MY EXPERIMENT'S CONCLUSION
so why does the GHE method work? I have a couple reasons why. but remember I, and generally no one in our healthy hair journey community, is a professional scientist. what we tell you are educated guesses from our own research and logic. the educated explanations I list might all be true, only one or two might hit the mark, or the reason might be something completely different. but I'm sure it's at least one of these reasons. 
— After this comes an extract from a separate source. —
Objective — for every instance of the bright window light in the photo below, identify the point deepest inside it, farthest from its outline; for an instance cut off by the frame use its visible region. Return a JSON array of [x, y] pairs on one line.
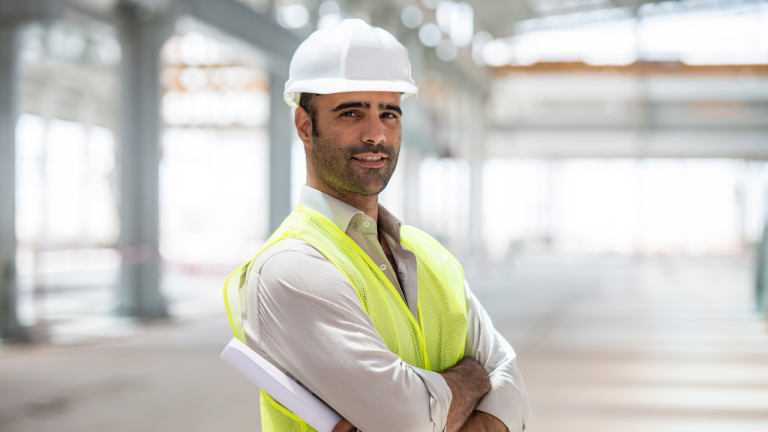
[[462, 24], [444, 15], [411, 16], [446, 50], [669, 31], [429, 35]]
increased sebum flow helps length retention. this might be a factor, but is differently not the prime suspect. to say that the GHE method only helps retain length is to say that I, and all the other girls that doubled or tripled their growth rate doing it, has an average growth rate of 1 or 2 inches a month.  this is very very unlikely. the average growth rate is 1/2 an inch a month and my normal growth rate is 1/2 an inch every 5 weeks. and what makes this even more unlikely is that it suggests that when I don't do the GHE method I'm only retaining 1/4 of my normal growth rate. with the zero to minimum breakage I usually get, that's impossible. 
heated environment increases blood circulation. this is a more likely reason for the increased growth rate. our scalp is the most difficult place for our natural blood circulation because the blood has to move upwards, to the top floor.  remember our follicles, not our hair, are alive. a good blood circulation means our follicles are receiving their proper nutrients, proper nutrients equal healthy follicles, and healthy follicles equals a good hair harvest.
sebum has a naturally low ph, resulting in a healthier scalp conditions. our sebum has a natural ph of 4.5-5.5, pretty much the same ph as our hair. (remember oils don't have ph. sebum is oily, but it contains water.) keeping your scalp at a low ph keeps it healthy and protects our scalp from bacteria and fungus. I'm not sure, however, if it destroys the same type of fungus that grows in our sebum and minimizes our growth rate (this is how applying sulfur/oil mixes increase growth rate, it destroys these type of bacteria).
steaming removes toxins. though currently it's debated whether this is true. but if true, just like when we sweat the rest of our body supposedly detoxifies, the same would go for our scalp. a healthy clean scalp and healthy conditioned hair equals growth. sweating cleanses, but then the sweat/sebum stays there on top the scalp unless we wash it off.  during my growth exams I might try cleaning my scalp after and see if there's a change in results. though if I see an increase in growth rate, it might be because I'm unclogging my pores.